The Development of a Synthetic Strategy Toward Dihydrooxepine-Containing Epipolythiodiketopiperazines: Enantioselective Total Synthesis of (-)-Acetylaranotin and Related Investigations

Abstract

To the chemist, the epipolythiodiketopiperazine (ETP) fungal metabolites represent a fascinating family of natural products, not only for their unique structural elements, but also for the unusual modes by which they are hypothesized to exert their biological activities. Though efforts at the total synthesis of these molecules have led to an evolution of innovative synthetic methodologies and strategies, challenges remain—particularly with respect to acid-sensitive and highly oxygenated ETP structures, such as those containing one or more dihydrooxepine ring. As part of a broad research program targeting ETP natural products, we have developed a synthetic strategy towards dihydrooxepine-containing ETPs. Herein, the enantioselective total synthesis of (–)-acetylaranotin is described. This represents the first total synthesis of any dihydrooxepine-containing ETP natural product. The key steps of the synthesis include an enantioselective azomethine ylide (1,3)-dipolar cycloaddition reaction to set the absolute and relative stereochemistry, a rhodium-catalyzed cycloisomerization/chloride elimination sequence to generate the dihydrooxepine moiety, and a stereoretentive diketopiperazine sulfenylation to install the epidisulfide.
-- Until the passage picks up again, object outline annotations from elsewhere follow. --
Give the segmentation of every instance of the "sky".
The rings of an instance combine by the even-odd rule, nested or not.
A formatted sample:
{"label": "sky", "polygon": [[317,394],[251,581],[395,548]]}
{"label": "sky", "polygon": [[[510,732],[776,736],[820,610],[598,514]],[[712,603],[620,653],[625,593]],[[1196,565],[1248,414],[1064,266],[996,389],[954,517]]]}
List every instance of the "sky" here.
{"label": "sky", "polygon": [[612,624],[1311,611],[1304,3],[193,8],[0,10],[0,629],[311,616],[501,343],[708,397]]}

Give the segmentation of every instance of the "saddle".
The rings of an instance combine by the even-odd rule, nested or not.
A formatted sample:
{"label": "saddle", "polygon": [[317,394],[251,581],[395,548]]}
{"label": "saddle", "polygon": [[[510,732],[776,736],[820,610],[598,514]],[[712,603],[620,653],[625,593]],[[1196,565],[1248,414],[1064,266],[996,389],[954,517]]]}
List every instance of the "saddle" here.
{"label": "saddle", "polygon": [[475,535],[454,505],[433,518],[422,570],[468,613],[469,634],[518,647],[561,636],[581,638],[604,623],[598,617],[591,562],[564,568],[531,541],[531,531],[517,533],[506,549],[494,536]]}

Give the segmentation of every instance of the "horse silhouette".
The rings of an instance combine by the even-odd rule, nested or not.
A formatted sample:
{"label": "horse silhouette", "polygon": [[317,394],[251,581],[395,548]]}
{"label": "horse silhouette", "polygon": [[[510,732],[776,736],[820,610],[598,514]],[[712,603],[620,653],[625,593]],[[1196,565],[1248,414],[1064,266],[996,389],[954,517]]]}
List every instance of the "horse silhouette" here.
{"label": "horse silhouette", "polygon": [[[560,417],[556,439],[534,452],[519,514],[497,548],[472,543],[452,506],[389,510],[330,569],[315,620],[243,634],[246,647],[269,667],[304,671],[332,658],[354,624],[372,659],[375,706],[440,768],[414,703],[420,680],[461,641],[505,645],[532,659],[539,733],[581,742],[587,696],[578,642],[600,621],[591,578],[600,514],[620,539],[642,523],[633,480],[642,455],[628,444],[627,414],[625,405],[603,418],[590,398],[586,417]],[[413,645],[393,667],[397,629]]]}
Our strategy was extended to the synthesis of a small panel of epitetrathiodiketopiperazines, including the natural products SCH64877 and emethallicin C as well as analogs, which are currently being evaluated for biological activity. Furthermore, preliminary investigations into the synthesis of dihydrooxepine-containing macrocycles have been conducted, with a particular focus on the preparation of bis(ortho-methoxyaryl) ethers. Finally, as part of our efforts to further explore interesting side reactions observed during synthetic studies toward acetylaranotin, a catalytic asymmetric double (1,3)-dipolar cycloaddition reaction was developed. This reaction provides access to highly substituted, enantioenriched pyrrolidizines from inexpensive, commercially available starting materials. Furthermore, the reactivity of diketopiperazine intermediates prepared en route to acetylaranotin toward aerobic oxidation was briefly explored.